Example, would it be immoral for me to cut off your hand? most people might answer yes, but some might say, "well that depends". So if you were bit by a snake, and you believed that it's venom would kill you if you didn't cut off your hand and you asked me to cut it off, would that be immoral? If you believe that intention matters, then if my intention is to save your life is my causing you suffering in order to prevent an even greater suffering immoral?
Now I take you to a doctor. I show the doc a pic of the snake that bit you and he tells us that the snake wasn't poisonous, is what I did, immoral in light of new information?
The point is a simple one, the problem of morality is that that almost any action can be deemed moral in the right context, the problem is always one of information.
So in order to determine the right or wrong of a situation we have to know the context of the situation that the people in it understood. Now that doesn't forgive outright ignorance. If you do something and you had an obligation to understand it and you chose not to, and it lead to the harm of others, that would, in most cases I can think of, be immoral.

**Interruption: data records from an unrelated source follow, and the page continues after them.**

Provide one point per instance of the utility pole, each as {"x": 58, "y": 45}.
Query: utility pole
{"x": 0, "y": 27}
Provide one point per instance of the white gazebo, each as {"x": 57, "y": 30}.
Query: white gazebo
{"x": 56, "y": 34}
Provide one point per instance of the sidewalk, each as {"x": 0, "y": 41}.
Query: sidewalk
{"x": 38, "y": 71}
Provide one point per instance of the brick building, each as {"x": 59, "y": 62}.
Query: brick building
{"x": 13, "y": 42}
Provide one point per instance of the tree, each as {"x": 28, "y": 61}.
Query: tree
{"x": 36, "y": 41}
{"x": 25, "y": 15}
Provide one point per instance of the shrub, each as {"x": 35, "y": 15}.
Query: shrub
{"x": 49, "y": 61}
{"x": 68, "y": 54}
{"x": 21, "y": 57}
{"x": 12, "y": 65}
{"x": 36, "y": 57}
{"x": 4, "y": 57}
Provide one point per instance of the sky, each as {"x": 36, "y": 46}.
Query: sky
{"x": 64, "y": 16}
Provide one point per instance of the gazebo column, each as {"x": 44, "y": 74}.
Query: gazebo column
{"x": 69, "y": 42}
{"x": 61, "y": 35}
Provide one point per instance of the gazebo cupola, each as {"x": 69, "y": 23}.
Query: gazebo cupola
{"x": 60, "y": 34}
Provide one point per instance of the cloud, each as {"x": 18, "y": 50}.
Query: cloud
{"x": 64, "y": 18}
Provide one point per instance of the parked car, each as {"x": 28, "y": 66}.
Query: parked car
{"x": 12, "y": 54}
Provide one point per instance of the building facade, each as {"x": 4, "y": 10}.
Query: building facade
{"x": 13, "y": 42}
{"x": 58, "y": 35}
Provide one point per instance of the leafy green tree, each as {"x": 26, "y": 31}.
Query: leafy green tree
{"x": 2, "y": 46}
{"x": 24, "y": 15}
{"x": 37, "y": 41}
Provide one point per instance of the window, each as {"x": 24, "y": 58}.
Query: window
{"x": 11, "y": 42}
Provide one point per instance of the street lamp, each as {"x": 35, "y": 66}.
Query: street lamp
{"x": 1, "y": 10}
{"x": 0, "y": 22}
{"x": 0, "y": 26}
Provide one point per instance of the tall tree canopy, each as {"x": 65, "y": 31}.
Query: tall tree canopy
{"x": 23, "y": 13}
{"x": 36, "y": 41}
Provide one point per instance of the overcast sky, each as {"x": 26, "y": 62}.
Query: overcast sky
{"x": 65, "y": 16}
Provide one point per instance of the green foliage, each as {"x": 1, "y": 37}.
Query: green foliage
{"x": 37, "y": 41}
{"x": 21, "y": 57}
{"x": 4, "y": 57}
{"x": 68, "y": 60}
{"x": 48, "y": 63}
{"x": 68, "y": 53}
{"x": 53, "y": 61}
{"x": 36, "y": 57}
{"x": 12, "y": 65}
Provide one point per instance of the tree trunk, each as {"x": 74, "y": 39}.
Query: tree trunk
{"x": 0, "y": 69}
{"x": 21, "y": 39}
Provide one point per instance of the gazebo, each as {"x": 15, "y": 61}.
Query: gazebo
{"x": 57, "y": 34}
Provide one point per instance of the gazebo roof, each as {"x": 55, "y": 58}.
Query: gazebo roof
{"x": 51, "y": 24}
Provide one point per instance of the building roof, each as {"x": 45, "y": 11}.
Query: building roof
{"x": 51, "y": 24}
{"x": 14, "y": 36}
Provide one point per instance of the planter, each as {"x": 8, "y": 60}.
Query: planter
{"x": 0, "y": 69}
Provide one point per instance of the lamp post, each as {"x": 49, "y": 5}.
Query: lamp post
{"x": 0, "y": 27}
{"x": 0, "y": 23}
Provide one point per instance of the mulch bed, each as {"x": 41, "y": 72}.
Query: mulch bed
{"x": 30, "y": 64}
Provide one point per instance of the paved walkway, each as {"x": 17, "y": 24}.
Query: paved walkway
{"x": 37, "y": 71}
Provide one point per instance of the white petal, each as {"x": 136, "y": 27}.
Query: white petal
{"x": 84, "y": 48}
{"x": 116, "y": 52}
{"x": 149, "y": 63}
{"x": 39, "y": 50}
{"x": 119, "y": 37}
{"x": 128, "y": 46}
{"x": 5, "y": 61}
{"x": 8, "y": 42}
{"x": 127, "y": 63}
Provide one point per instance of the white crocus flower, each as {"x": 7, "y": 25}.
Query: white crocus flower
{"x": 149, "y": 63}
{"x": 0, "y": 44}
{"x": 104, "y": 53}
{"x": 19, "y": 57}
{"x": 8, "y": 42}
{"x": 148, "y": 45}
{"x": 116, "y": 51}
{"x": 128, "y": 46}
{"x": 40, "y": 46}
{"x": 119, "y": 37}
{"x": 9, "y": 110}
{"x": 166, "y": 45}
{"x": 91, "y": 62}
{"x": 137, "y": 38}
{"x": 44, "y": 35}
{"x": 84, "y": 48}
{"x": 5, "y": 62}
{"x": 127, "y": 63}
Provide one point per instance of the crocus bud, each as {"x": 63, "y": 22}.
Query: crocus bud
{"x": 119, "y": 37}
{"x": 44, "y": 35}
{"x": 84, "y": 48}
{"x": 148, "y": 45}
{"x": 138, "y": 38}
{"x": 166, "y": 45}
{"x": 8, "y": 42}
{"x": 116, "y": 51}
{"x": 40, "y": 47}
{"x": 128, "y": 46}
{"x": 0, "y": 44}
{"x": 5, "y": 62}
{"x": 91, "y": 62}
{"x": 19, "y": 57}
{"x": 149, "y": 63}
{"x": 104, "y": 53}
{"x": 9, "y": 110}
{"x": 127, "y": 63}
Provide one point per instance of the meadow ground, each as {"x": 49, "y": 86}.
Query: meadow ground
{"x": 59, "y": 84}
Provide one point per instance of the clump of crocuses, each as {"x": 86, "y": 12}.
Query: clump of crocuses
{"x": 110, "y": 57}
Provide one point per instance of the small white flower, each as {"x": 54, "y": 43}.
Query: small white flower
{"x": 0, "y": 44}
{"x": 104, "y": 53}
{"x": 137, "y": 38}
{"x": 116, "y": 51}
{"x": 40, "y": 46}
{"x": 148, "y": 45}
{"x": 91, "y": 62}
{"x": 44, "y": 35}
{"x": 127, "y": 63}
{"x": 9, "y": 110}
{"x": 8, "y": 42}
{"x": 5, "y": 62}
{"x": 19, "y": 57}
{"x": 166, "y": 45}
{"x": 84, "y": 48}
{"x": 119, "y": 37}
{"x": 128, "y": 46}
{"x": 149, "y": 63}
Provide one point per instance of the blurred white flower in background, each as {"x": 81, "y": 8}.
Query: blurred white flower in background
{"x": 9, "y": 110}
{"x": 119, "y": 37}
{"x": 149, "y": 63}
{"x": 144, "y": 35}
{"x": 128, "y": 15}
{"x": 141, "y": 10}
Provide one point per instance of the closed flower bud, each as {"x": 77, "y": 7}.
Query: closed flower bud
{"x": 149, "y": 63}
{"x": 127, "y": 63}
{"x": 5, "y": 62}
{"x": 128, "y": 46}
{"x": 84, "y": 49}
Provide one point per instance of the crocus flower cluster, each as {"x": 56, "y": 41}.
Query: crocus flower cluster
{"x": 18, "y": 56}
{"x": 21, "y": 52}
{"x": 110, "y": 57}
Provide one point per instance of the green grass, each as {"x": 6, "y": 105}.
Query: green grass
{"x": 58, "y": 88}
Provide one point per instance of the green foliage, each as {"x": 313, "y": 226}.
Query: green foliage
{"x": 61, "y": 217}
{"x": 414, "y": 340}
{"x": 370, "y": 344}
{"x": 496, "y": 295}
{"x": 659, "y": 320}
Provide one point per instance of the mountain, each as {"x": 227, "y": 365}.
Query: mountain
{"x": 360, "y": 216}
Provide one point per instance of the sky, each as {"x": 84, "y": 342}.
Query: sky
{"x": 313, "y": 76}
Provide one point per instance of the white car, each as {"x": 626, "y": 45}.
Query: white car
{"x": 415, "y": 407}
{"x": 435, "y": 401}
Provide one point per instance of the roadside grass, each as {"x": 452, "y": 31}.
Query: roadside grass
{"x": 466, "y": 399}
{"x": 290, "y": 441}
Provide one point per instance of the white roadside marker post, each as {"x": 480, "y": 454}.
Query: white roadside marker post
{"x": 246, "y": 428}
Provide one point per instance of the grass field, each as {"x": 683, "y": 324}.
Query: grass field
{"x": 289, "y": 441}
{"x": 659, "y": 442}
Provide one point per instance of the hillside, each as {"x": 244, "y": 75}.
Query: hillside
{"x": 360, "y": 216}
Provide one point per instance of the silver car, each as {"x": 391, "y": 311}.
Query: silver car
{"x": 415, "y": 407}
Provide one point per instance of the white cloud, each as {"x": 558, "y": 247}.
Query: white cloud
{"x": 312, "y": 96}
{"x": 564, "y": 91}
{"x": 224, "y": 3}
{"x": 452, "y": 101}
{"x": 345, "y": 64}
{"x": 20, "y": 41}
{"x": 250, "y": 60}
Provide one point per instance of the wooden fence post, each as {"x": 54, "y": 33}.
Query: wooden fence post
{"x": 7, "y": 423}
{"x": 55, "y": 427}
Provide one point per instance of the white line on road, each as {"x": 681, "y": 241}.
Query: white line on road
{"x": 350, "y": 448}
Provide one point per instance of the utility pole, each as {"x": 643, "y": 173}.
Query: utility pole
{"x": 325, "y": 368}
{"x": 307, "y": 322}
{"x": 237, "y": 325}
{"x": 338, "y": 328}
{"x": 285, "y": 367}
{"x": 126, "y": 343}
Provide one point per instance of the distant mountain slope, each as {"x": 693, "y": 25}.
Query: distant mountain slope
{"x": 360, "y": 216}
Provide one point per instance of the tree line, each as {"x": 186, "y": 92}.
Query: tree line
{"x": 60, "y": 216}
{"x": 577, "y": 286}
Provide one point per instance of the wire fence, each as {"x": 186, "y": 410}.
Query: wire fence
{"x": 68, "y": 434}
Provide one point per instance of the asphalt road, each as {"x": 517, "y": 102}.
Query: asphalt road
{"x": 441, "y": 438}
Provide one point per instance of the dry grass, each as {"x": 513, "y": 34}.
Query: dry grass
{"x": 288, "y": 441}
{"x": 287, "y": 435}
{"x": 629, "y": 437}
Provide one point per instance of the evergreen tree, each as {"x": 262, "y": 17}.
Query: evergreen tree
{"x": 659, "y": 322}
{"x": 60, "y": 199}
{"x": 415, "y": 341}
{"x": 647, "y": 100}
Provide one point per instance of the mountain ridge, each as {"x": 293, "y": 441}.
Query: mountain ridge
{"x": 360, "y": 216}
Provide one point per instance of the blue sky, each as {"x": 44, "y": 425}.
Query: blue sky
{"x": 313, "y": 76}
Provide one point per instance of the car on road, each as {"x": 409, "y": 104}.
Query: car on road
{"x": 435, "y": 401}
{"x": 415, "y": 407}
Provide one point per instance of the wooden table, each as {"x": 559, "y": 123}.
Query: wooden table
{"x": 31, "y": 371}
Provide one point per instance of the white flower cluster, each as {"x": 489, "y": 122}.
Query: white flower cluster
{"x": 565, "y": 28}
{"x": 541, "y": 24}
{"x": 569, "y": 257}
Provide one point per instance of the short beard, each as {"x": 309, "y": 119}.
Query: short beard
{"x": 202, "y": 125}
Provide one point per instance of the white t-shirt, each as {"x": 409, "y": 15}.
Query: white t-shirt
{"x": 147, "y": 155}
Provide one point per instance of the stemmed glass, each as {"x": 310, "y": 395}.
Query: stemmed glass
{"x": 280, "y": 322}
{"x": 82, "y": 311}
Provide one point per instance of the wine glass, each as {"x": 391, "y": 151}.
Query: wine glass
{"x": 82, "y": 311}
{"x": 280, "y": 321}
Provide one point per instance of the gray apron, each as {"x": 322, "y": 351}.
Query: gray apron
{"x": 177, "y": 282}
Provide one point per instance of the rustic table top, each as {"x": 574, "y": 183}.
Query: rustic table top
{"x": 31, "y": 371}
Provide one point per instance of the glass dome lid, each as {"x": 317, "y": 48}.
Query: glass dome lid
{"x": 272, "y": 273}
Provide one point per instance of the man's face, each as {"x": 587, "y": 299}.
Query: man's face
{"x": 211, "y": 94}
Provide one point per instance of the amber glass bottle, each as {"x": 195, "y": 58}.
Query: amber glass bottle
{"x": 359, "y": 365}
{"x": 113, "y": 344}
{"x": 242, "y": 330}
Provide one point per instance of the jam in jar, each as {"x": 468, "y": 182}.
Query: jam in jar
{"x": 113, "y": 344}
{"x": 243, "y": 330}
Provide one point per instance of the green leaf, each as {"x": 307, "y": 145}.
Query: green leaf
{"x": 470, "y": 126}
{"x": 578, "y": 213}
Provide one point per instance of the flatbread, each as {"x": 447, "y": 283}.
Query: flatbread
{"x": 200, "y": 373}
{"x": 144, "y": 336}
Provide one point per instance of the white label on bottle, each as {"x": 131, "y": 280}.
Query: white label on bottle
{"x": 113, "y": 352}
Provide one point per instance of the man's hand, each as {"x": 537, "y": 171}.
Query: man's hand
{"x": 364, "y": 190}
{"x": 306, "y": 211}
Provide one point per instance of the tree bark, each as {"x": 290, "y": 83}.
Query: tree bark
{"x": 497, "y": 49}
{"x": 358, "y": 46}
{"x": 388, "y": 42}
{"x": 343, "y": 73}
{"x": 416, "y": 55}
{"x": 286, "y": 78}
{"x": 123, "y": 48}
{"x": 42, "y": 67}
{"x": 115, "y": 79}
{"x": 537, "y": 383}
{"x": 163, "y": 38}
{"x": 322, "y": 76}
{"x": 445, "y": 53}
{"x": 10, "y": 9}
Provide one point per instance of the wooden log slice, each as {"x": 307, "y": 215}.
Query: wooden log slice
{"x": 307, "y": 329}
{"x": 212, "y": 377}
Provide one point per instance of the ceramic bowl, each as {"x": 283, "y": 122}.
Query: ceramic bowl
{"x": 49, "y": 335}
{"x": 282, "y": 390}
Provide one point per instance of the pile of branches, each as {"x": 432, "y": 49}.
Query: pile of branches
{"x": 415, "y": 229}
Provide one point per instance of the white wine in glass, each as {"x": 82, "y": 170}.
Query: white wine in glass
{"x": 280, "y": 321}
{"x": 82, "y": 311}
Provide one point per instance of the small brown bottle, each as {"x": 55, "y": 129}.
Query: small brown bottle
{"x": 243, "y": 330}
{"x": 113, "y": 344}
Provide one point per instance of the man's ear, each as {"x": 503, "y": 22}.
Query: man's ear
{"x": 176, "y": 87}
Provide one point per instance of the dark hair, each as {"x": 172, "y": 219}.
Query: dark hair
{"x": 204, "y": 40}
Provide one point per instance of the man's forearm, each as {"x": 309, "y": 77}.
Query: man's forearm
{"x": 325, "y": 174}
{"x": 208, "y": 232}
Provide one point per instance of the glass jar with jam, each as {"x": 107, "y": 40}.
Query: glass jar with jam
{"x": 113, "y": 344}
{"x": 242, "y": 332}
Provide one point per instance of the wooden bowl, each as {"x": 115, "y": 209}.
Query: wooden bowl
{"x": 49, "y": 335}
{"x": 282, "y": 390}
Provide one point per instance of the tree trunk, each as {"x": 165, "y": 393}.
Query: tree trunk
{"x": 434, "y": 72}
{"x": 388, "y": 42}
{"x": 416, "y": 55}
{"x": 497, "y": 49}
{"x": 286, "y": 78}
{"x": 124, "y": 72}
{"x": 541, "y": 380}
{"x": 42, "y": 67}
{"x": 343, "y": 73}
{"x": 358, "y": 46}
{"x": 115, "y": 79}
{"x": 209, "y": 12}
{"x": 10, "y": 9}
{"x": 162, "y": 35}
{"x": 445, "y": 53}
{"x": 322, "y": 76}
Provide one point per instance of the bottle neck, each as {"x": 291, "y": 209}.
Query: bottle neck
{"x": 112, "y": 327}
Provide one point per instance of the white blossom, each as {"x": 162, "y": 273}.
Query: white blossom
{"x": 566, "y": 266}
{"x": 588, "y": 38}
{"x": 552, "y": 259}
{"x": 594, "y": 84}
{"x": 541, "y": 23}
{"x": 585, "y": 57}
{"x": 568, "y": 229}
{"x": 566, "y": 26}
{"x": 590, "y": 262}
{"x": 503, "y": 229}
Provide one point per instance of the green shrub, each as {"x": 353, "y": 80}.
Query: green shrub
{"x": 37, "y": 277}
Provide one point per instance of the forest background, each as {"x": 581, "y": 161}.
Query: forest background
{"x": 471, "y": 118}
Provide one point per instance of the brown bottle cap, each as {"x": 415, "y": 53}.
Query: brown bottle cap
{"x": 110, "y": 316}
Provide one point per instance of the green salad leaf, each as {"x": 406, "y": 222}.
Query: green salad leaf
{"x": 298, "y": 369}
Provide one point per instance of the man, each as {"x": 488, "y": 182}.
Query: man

What about people that derive pleasure from hurting themselves? Who am I to say that they are wrong. Again, if hurt and pain have any meaning, it's because they can lead to bad outcomes. if you subjectively feel pleasure causing yourself harm, than you are objectively causing yourself harm, then it is immoral.
Again, the same goes for someone deriving pleasure from causing others pain, logically, we prefer to avoid pain more than we wish to experience pleasure. My evidence? If a woman has a husband who treats her like a queen 29 days out of each month and spend the other day beating her for the entire day, would she call that "good"? Most healthy people would say no. There is plenty of evidence that demonstrates that avoiding pain is preferable to experiencing happiness, so my avoiding pain trumps another persons experiencing pleasure at my expense (again generally speaking)
You can ask who am I to say that these ideas are true. I would simply respond, that if the word moral, happiness and suffering have any meaning, the evidence to its truth speaks for itself independent of what I think about it.